10 October 2007

More mechanical bugs?


OK, what the F, Decepticons?! This is so sci-fi it makes me physically ill.

Earlier today I wrote about this artist hiding mechanical crickets around the city, now we've got Robo-Bugs flying over anti-war rallies in DC?

Robotic fliers have been used by the military since World War II, but in the past decade their numbers and level of sophistication have increased enormously...

Naturally, no agency is admitting to having deployed insect-size spy drones. But a number of U.S. government and private entities acknowledge they are trying. Some federally funded teams are even growing live insects with computer chips in them, with the goal of mounting spyware on their bodies and controlling their flight muscles remotely.

The robobugs could follow suspects, guide missiles to targets or navigate the crannies of collapsed buildings to find survivors.

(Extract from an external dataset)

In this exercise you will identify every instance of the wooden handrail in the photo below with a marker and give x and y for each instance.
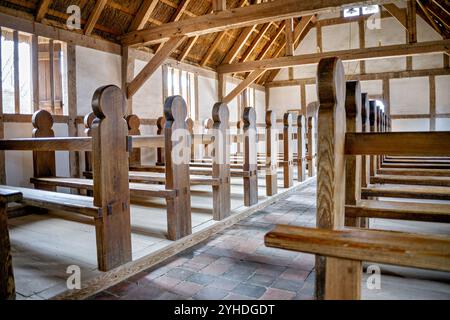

The technical challenges of creating robotic insects are daunting, and most experts doubt that fully working models exist yet.

The CIA secretly developed a simple dragonfly snooper as long ago as the 1970's. And given recent advances, even skeptics say there is always a chance that some agency has quietly managed to make something operational.



Vanessa Alarcon, a senior at NYU, saw them while working at an antiwar rally in Lafayette Square last month.
"I heard someone say, 'Oh my god, look at those,' I look up and I'm like, 'What the hell is that?' They looked kind of like dragonflies or little helicopters. But I mean, those are not insects."
Out in the crowd, Bernard Crane, a DC lawyer, saw them, too.
"I'd never seen anything like it in my life. They were large for dragonflies. I thought, 'Is that mechanical, or is that alive?' "
That is just one of the questions hovering over a handful of similar sightings at political events in Washington and New York. Some suspect the insectlike drones are high-tech surveillance tools, perhaps deployed by the Department of Homeland Security.



Others think they are, well, dragonflies -- an ancient order of insects that even biologistsconcede look about as robotic as a living creature can look.

All told, the nation's fleet of flying robots logged more than 160,000 flight hours last year -- a more than fourfold increase since 2003. A recent report by the U.S. Army Command and General Staff College warned that if traffic rules are not clarified soon, the glut of unmanned vehicles "could render military airspace chaotic and potentially dangerous."

But getting from bird size to bug size is not a simple matter of making everything smaller.

The Defense Department is trying, though.